Tom berichtet für uns über sein Abenteuer am Koyo Zom, bei dem leider nicht alles lief wie geplant:

 

Der Hinduraj im Norden Pakistans war aufgrund politischer Instabilität und Spannungen leise vom Radar verschwunden. Bis vor Kurzem. Will Sim hat diese gebirgige und abgelegene Region im Norden Pakistans „wiederentdeckt“. Der Hinduraj grenzt an Afghanistan und ist eine Erweiterung des Karakorum-Gebirges (das wiederum eine Erweiterung des Himalaya ist).
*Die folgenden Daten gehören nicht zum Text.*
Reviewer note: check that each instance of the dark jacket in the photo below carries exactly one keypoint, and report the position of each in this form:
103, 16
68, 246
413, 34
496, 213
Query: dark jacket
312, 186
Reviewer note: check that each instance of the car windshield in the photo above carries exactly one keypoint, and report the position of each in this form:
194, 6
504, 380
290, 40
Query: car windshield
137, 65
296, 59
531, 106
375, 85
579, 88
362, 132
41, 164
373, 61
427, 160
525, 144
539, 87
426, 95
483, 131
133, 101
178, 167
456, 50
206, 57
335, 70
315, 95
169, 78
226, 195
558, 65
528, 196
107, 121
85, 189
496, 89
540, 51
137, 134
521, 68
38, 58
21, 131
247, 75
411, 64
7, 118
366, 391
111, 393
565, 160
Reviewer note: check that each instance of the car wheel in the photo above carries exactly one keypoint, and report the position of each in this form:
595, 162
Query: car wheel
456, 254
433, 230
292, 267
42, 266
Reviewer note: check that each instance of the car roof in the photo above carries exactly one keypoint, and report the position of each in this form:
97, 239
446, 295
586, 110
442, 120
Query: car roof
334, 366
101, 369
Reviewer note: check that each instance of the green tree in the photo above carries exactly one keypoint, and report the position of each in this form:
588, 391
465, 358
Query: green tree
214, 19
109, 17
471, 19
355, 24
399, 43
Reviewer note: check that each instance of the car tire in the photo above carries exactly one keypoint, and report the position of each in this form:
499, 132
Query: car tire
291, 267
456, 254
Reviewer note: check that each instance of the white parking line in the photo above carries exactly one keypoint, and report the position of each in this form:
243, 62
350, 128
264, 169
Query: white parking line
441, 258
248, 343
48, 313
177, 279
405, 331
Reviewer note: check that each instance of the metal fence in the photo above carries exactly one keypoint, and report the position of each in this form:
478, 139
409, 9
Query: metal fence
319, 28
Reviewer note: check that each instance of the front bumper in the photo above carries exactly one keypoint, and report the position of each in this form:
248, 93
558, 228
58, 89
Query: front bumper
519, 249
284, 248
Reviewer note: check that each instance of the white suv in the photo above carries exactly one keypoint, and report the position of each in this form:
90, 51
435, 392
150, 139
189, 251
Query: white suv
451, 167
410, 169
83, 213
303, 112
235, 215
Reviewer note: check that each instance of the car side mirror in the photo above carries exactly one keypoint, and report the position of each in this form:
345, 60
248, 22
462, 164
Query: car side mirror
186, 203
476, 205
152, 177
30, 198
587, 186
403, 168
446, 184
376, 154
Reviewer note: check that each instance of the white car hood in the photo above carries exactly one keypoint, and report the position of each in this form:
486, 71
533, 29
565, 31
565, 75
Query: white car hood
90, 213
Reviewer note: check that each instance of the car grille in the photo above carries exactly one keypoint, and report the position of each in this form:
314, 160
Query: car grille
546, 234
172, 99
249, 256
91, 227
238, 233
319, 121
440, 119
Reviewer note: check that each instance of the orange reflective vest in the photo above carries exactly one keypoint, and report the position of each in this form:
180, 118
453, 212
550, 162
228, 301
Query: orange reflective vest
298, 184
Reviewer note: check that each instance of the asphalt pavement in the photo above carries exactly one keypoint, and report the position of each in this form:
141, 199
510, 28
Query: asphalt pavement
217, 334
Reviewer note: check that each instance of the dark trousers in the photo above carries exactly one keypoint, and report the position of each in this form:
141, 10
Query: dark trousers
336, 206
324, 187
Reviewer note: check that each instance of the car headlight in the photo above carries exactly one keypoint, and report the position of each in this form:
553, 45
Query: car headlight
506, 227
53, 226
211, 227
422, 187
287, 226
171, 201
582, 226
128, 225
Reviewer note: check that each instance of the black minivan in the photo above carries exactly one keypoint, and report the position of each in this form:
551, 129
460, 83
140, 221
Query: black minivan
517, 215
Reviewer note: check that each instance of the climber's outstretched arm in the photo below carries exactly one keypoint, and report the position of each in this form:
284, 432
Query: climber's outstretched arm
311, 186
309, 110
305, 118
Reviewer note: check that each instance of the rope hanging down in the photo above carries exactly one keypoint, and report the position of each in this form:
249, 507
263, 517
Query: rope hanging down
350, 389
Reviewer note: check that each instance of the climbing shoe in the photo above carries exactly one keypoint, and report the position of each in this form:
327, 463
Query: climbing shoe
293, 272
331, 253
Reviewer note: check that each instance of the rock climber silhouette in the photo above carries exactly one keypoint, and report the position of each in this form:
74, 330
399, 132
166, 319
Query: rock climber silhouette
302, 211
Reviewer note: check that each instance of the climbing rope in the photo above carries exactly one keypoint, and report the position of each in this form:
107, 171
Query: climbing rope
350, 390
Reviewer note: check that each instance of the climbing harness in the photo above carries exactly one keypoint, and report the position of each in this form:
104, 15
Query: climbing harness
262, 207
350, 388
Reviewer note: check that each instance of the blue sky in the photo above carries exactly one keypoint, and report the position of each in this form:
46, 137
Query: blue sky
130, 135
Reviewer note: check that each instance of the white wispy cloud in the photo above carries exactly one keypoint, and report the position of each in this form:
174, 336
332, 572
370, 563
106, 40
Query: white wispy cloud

Bis vor nur acht Jahren hatten die Taliban das nahe gelegene Swat-Tal besetzt.

Will recherchierte und fand eine Gegend mit Potenzial, wobei ein Berg besonders hervorstach: Der Koyo Zom mit 6.877 Metern. Will schickte John Crook, Uisdean Hawthorn, Ally Swinton und mir ein paar Fotos von diesem beeindruckenden Gipfel mit seiner riesigen Nordwestwand. Wir alle nahmen die Einladung an und reisten im September 2019 nach Pakistan.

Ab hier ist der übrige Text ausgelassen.